Czas zabrać głos
Zaliczyliśmy bolesny spadek
W 2010 r. w rankingu „Wspólnoty” Kęty zajmowały 32 miejsce, gdy podsumowano samorządowe wydatki na administrację. Obecnie nasza gmina ma 46 pozycję, a więc w ciągu czterech lat obecnej kadencji spadliśmy o 14 miejsc. Wszyscy pamiętamy, jak kandydujący na stanowisko burmistrza Tomasz Bąk krytykował wydatki swego poprzednika i jego „przerost administracji”. Miało być znacznie lepiej i oszczędniej. Tym, którzy w to uwierzyli i czekają na wyniki czteroletnich rządów Tomasza Bąka polecam lipcowe wydanie Pisma Samorządu Terytorialnego „Wspólnota”. Opublikowano tam ranking wydatków bieżących na administrację. To jeden z najstarszych rankingów publikowany corocznie w tym renowowanym piśmie samorządowym. „Najtańszy urząd – wydatki na administrację” firmuje dwójka solidnych autorów: profesor Paweł Świaniewicz i adiunkt Julita Łukomska – oboje z Uniwersytetu Warszawskiego. Wyjaśnię tylko, że gminy podzielono według wielkości, a wśród miast osobno są miasta powiatowe. Kęty znalazły się wśród miast nie powiatowych, powyżej 15 tys. mieszkańców, w tej samej gdzie sąsiedni Andrychów. Z tym, że nasz sąsiad ma w tym rankingu 7 miejsce i poprawił lokatę, przenosząc się do pierwszej dziesiątki z 20 pozycji. Kęty odnotowały odwrotny wynik, spadając o 14 miejsc na 46 pozycję (na 79). Kolejne niespełnione obietnice pana Bąka. Aby mieć pojęcie o czym tutaj piszę proszę zobaczyć, jaki w kategorii miast średnich był średni wydatek w przeliczeniu na jednego mieszkańca w 2013 r. - 257 zł. Rekordzista w oszczędzaniu, Luboń wydatek ten ograniczył do 169,63 zł, a Andrychów wydaje 190 zł. Kęty na to samo przeznaczają 238 zł, czyli o 48 zł więcej niż nasz sąsiad. Resztę pozostawiam bez komentarza i tekst ten dedykuję tym obrońcom obecnej władzy, którzy uważają, że na portalu FK piszą tylko ziejący nienawiścią i nie mający żadnych argumentów.
man
|
Komentarze
tak jak zrobił to pan przed drugą turą ostatnich wyborów.

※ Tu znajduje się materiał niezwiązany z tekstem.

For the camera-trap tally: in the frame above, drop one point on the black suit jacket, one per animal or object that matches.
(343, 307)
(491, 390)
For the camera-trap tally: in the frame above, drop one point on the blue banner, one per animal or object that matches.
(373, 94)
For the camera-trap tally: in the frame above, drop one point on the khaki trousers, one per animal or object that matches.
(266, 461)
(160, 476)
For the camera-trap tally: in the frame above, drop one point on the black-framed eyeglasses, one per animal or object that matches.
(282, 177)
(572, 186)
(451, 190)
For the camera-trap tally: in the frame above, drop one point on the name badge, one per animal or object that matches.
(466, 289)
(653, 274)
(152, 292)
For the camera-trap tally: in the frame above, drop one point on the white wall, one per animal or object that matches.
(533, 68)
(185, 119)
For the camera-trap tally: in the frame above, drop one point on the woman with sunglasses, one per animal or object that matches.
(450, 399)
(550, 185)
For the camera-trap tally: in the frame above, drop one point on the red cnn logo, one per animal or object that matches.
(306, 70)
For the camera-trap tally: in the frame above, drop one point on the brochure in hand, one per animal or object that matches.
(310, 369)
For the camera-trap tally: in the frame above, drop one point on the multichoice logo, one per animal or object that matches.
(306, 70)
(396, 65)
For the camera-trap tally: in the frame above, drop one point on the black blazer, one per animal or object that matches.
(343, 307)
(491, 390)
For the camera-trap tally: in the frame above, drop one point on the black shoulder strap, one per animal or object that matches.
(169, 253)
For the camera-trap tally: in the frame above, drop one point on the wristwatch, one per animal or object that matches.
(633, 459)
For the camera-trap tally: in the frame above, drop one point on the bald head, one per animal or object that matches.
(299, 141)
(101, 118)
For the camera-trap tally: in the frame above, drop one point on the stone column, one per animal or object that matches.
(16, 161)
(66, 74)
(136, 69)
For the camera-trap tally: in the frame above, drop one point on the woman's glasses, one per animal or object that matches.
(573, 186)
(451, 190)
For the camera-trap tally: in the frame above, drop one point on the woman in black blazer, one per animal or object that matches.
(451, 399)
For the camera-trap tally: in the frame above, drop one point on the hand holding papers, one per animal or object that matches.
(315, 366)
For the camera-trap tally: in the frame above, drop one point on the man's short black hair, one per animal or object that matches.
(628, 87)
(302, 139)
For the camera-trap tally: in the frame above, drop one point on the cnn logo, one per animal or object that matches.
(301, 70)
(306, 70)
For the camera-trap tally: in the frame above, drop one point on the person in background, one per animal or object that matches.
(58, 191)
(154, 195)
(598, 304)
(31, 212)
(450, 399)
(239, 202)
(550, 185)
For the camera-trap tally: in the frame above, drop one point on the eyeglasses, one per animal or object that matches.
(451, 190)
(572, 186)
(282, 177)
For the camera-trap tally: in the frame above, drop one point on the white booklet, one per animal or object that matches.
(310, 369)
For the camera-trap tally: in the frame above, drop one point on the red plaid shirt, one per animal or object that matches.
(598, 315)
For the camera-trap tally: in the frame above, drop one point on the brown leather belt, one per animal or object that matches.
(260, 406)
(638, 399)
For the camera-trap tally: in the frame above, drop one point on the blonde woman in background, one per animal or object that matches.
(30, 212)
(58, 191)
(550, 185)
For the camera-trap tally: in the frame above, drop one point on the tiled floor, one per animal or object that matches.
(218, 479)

Coś czuję, że ten obserwator jest z kręgu kęckiej nomenklatury. Stąd nie widzi swego pod nosem, cudze zaś pod lasem. Nomenklaturo, wstydź się za siebie.

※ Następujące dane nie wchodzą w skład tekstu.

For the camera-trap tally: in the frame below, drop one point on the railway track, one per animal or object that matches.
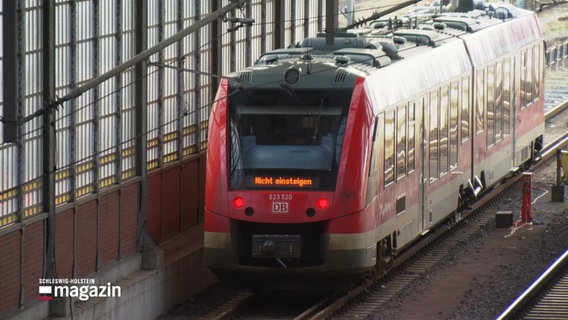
(371, 294)
(364, 299)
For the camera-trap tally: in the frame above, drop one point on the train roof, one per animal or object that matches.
(434, 48)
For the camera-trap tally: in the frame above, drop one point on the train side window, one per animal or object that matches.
(401, 142)
(537, 56)
(465, 122)
(507, 77)
(433, 134)
(524, 86)
(498, 101)
(480, 90)
(454, 109)
(443, 143)
(389, 147)
(490, 105)
(528, 77)
(411, 135)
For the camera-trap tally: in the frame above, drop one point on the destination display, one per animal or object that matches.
(283, 182)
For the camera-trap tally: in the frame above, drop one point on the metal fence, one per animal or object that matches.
(95, 141)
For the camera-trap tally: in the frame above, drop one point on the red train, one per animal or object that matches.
(326, 160)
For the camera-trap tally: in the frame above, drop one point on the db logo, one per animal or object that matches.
(280, 207)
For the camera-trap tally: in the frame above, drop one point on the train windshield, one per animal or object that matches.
(286, 139)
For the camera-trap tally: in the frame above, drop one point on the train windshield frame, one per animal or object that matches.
(284, 139)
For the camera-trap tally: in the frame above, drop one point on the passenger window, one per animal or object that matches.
(433, 133)
(389, 147)
(401, 142)
(498, 101)
(454, 109)
(480, 89)
(411, 140)
(444, 121)
(507, 76)
(465, 109)
(490, 105)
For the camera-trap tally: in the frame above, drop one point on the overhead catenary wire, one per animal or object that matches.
(117, 71)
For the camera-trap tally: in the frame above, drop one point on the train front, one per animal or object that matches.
(284, 205)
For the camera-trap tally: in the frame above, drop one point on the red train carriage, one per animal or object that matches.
(325, 160)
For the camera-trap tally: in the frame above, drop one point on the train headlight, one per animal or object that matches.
(238, 203)
(322, 203)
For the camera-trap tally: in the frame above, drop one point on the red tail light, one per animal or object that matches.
(238, 202)
(322, 203)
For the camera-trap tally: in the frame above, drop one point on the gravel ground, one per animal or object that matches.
(485, 274)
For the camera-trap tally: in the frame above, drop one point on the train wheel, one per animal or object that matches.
(384, 254)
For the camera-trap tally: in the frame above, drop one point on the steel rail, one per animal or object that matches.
(529, 295)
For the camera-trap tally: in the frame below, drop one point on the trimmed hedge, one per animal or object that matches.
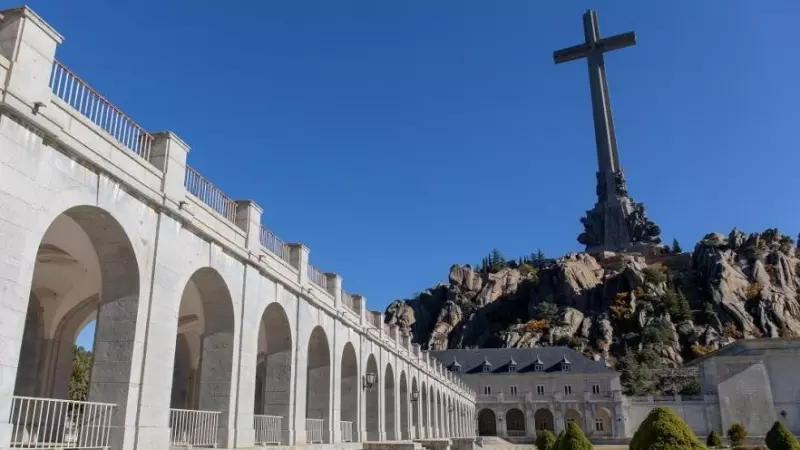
(664, 430)
(545, 440)
(574, 439)
(780, 438)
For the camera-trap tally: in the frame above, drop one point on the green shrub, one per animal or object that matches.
(664, 430)
(574, 439)
(780, 438)
(737, 434)
(559, 440)
(545, 440)
(714, 439)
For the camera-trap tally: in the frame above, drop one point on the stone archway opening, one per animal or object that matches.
(389, 402)
(543, 420)
(416, 431)
(405, 432)
(373, 425)
(515, 423)
(318, 388)
(573, 416)
(273, 385)
(85, 270)
(203, 363)
(487, 423)
(349, 395)
(602, 423)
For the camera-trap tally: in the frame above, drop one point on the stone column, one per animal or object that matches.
(30, 45)
(252, 306)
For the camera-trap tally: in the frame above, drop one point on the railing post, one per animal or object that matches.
(168, 153)
(335, 288)
(29, 43)
(298, 258)
(248, 218)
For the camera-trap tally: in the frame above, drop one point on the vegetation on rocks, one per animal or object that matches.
(714, 439)
(545, 440)
(780, 438)
(737, 434)
(664, 430)
(644, 314)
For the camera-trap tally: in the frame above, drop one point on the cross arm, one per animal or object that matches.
(617, 42)
(571, 53)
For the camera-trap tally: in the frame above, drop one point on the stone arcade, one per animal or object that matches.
(210, 331)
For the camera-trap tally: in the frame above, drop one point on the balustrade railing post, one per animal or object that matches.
(168, 154)
(248, 218)
(335, 288)
(298, 258)
(29, 43)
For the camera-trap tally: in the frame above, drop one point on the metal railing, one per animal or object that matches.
(193, 428)
(209, 194)
(317, 277)
(268, 429)
(275, 245)
(314, 429)
(45, 423)
(90, 104)
(347, 431)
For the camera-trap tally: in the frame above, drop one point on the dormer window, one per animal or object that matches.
(538, 365)
(566, 366)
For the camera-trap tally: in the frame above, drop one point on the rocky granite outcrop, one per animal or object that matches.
(677, 306)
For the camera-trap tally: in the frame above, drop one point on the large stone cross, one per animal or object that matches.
(593, 49)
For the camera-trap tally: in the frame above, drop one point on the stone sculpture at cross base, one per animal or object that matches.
(616, 223)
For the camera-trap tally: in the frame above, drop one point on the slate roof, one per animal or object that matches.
(473, 360)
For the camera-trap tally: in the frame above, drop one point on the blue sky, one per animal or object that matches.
(395, 138)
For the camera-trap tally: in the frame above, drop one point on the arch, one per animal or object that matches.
(423, 397)
(373, 424)
(318, 386)
(83, 252)
(602, 423)
(487, 423)
(389, 402)
(515, 423)
(543, 419)
(572, 416)
(349, 393)
(405, 432)
(274, 356)
(417, 432)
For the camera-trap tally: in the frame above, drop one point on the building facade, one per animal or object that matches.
(209, 330)
(522, 391)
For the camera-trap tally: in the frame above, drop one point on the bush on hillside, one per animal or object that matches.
(780, 438)
(545, 440)
(714, 439)
(737, 434)
(664, 430)
(574, 439)
(559, 440)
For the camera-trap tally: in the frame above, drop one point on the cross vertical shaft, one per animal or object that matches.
(593, 49)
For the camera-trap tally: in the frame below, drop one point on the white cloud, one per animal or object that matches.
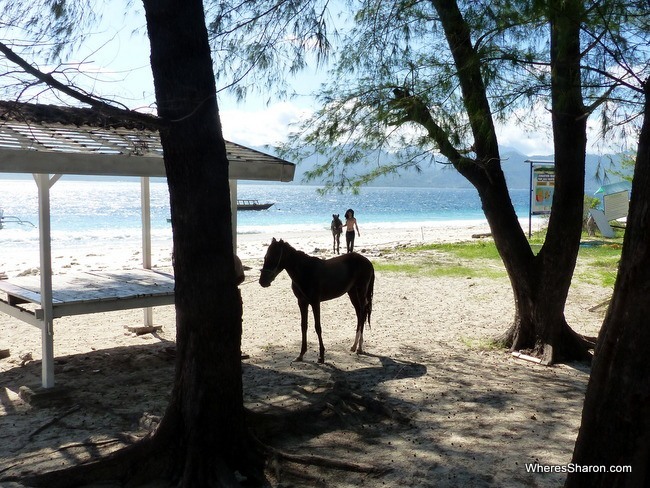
(260, 126)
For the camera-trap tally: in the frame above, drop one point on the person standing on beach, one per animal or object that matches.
(350, 225)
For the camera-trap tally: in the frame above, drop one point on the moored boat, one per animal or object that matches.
(253, 205)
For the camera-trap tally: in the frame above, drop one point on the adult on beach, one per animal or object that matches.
(350, 225)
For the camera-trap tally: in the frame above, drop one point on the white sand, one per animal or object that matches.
(475, 416)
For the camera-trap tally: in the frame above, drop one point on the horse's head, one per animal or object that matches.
(273, 262)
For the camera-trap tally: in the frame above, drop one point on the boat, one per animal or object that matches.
(253, 205)
(8, 219)
(248, 205)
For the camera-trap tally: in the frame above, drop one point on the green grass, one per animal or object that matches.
(598, 263)
(483, 344)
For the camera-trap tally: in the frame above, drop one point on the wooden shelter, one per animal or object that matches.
(49, 142)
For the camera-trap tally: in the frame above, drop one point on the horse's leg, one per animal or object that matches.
(357, 299)
(315, 308)
(304, 307)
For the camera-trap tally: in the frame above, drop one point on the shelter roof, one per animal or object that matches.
(50, 139)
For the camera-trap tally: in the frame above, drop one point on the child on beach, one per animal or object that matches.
(350, 225)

To po co pan podkreślał w tabeli Andrychów? Proszę się nie kompromitować tak jak zrobił to pan przed drugą turą ostatnich wyborów.

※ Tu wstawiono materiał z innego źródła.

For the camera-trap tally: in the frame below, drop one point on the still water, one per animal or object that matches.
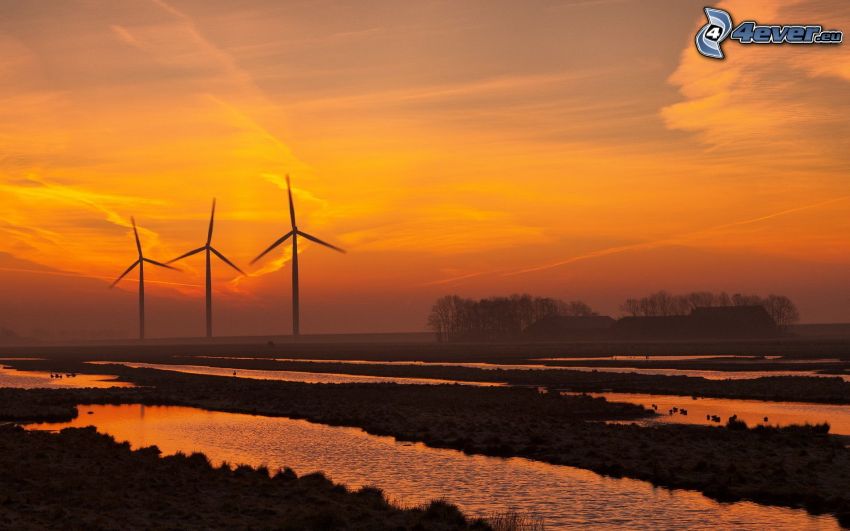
(707, 374)
(290, 376)
(35, 379)
(752, 412)
(412, 474)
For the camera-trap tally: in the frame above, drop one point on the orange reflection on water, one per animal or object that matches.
(37, 379)
(412, 474)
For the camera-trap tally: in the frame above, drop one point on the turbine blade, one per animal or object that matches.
(291, 204)
(186, 255)
(160, 264)
(320, 242)
(212, 220)
(124, 274)
(136, 233)
(272, 246)
(225, 260)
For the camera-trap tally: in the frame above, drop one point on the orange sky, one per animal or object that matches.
(578, 149)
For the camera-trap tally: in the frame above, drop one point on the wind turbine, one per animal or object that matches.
(294, 233)
(209, 250)
(141, 263)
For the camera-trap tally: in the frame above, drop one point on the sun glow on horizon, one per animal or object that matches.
(444, 152)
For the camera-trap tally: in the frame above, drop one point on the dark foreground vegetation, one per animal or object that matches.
(796, 467)
(79, 479)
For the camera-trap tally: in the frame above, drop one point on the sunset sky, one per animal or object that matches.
(579, 149)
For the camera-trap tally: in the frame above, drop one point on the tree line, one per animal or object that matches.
(455, 318)
(661, 303)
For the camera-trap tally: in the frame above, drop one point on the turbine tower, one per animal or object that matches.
(141, 263)
(295, 233)
(209, 250)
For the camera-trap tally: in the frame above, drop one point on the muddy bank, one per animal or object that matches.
(80, 479)
(775, 388)
(286, 347)
(790, 467)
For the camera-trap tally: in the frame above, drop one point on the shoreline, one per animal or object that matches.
(723, 464)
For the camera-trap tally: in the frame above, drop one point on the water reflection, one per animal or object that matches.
(412, 474)
(752, 412)
(290, 376)
(35, 379)
(707, 374)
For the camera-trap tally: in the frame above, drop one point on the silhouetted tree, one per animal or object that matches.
(782, 309)
(453, 318)
(779, 307)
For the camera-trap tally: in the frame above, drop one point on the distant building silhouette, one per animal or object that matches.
(720, 322)
(559, 327)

Jakiś przykład ? bo nie bardzo rozumiem o co panu chodzi . Jeżeli pan juz tak chce wdawać się w jakieś porównywania miast to chyba jasno widać iż Andrychów poszedł w górę o 10 miejsc a Kęty ? widać , że stoją w miejscu . Liczby nie kłamią proszę pana , tylko maniacy nie mogą tego zrozumieć .
Pozwolę sobie jeszcze dodać do komentarza "budowlańca " ulicę , Żeromskiego , która to od ładnych paru lat miała byc remontowana , Jurzak podobno o to zabiegał , tylko gdzie ? na zebraniach w remizie głośno krzycząc . Jak już doszedł do władzy w powiecie to dziwnie milczy , czyżby mu głos odebrało kosztem porostu włosów ?
Lepszej propagandy niż ifoKęty nie ma
Pan sie sam zniszczyłes swoja propaganda. A andrychowianie czują się oszukani przez władzę i też ja rozliczą.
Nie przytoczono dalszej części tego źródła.